In a split decision published on March 9, the United States Court of Appeals for the Ninth Circuit held in McAdory v M.N.S. & Associates, LLC and DNF Associates LLC that “an entity that otherwise meets the ‘principal purpose’ definition of debt collector under [under the Fair Debt Collection Practices Act] cannot avoid liability merely by hiring a third party to perform its debt collection activities.”

Under the FDCPA, a “debt collector” is defined as “any business the principal purpose of which is the collection of any debts.” In 2019, the Third Circuit analyzed this provision in Barbato v. Crown Asset Mgmt. LLC, et al., and concluded that “an entity that has the ‘collection of any debts’ as its ‘important aim’ is a debt collector under [the principal purpose] definition. …As long as a business’s raison d’etre is obtaining payment on the debts that it acquires, it is a debt collector.” The Ninth Circuit relied heavily upon Barbato in reaching a similar conclusion in McAdory.
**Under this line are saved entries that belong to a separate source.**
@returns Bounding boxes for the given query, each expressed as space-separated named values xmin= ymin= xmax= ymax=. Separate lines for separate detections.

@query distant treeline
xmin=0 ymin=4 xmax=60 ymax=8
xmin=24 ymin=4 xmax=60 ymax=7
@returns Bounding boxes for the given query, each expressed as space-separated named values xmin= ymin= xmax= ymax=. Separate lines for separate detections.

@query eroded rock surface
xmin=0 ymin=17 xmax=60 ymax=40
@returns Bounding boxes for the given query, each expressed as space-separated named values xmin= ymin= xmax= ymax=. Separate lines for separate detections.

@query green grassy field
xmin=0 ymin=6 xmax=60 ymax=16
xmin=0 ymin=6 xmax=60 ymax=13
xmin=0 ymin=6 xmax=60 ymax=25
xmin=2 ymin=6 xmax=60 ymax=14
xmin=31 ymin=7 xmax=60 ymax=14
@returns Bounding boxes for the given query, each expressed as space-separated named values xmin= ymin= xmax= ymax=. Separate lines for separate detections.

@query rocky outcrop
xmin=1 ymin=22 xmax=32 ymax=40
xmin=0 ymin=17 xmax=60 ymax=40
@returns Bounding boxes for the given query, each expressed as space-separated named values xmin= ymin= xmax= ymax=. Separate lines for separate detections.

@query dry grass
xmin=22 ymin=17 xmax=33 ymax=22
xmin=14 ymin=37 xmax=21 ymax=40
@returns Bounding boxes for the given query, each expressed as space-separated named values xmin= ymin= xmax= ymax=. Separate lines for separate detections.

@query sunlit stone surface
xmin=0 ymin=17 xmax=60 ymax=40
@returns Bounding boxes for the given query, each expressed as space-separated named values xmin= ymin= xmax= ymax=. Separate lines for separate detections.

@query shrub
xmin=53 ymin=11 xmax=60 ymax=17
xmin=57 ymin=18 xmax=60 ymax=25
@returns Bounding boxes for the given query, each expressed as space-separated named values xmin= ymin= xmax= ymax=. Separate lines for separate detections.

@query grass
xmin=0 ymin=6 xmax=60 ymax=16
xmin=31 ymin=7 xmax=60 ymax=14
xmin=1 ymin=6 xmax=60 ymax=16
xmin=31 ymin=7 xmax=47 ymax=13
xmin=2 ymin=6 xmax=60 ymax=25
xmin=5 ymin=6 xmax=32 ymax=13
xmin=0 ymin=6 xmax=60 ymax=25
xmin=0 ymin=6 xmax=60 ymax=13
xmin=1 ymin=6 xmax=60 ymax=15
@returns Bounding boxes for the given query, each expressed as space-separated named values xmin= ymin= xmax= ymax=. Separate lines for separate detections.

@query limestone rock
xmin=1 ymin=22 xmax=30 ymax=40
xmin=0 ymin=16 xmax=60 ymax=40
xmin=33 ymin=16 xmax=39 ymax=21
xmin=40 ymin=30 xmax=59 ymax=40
DNF Associates purchased debt that plaintiff Jillian McAdory owed on a retail credit card and assigned the debt to a collection agency. McAdory’s complaint does not allege that she was ever contacted directly by DNF, but that DNF “contracted with a network of other debt collectors that directly contacted consumers in DNF’s name and at its direction[,]” including M.N.S. & Associates. McAdory alleged that DNF and M.N.S. committed eight separate violations of the FDCPA based on M.N.S.’s conduct, specifically leaving her a voicemail message referencing “asset verification” and “enforcement review,” and withdrawing funds from McAdory’s account before an authorized payment date.

DNF moved to dismiss McAdory’s complaint, arguing a company like itself is merely “a debt buyer that outsources collection activities to third-party contracts” and, therefore, “does not meet the FDCPA’s definition of a “‘debt collector.’” Judge Marco A. Hernandez of the United States District Court of Oregon agreed.

In granting DNF’s motion to dismiss, the district court concluded that McAdory’s complaint failed to state a claim against DNF because “[d]ebt purchasing companies like DNF who have no interactions with debtors and merely contract with third parties to collect on the debts they have purchased simply do not have the principal purpose of collecting debts.” Judge Hernandez’s logic, Congress intended the FDCPA to apply only to debt collectors that directly interact with consumers.

On appeal, the Ninth Circuit reversed the district court’s order granting DNF’s motion to dismiss and remanded the matter for further proceedings. The Court wrote, “[McAdory’s] complaint alleged that DNF’s principal purpose was to buy consumer debts in order to collect on them, and that this is how DNF generated most or all of its income.” As such, the complaint “sufficiently alleged that DNF’s principal purpose is the collection of debts as defined by the principal purpose prong of [15 U.S.C.] § 1692a(6). …These allegations are sufficient to allege that DNF is a debt collector under the FDCPA, regardless of whether DNF outsources debt collection activities to a third party.”

In reaching its holding, the Ninth Circuit relies heavily on the Third Circuit’s ruling in Barbato. Like DNF, the defendant in Barbato did not personally collect debts from consumers, but instead outsourced its debt collection to other companies. The Third Circuit reasoned that “‘[c]ollection’ by its very definition may be indirect[,]” and concluded, “[t]he existence of a middleman does not change the essential nature—the ‘principal purpose’—of [the defendant’s business].” After describing the Barbato opinion at length, the Ninth Circuit wrote, “We find [the Third Circuit’s] analysis of the statutory text persuasive and decline to read a direct interaction requirement into the principal purpose [provision]…”

In a dissenting opinion, Judge Carlos Bea of the Ninth Circuit argued that the majority erred in concluding that the complaint adequately alleged DNF’s principle purpose is debt collection. The dissent reasoned that, even accepting as true the complaint’s allegation that DNS “derives the vast majority of its income from [debt collection,]” such an allegation is not enough to show that the company’s principal purpose is debt collection. To Judge Bea, “income, by itself, cannot tell us much about the activity’s importance to DNF. For aught that appears in the allegations of the complaint, the ‘vast majority’ of DNF’s profit could very well come from other activities having nothing to do with debt collection[.]”

The dissent concludes, “Section 1962a(6) does not describe as a ‘debt collector’ a person one of whose principal purposes is the collection of any debts. It is an all or nothing description.” Therefore, to Judge Bea, “Clearly, for a profit motivated business, DNF does not qualify as a ‘debt collector’ under the ‘principal purpose’ prong of Sec[tion] 1962a(6).”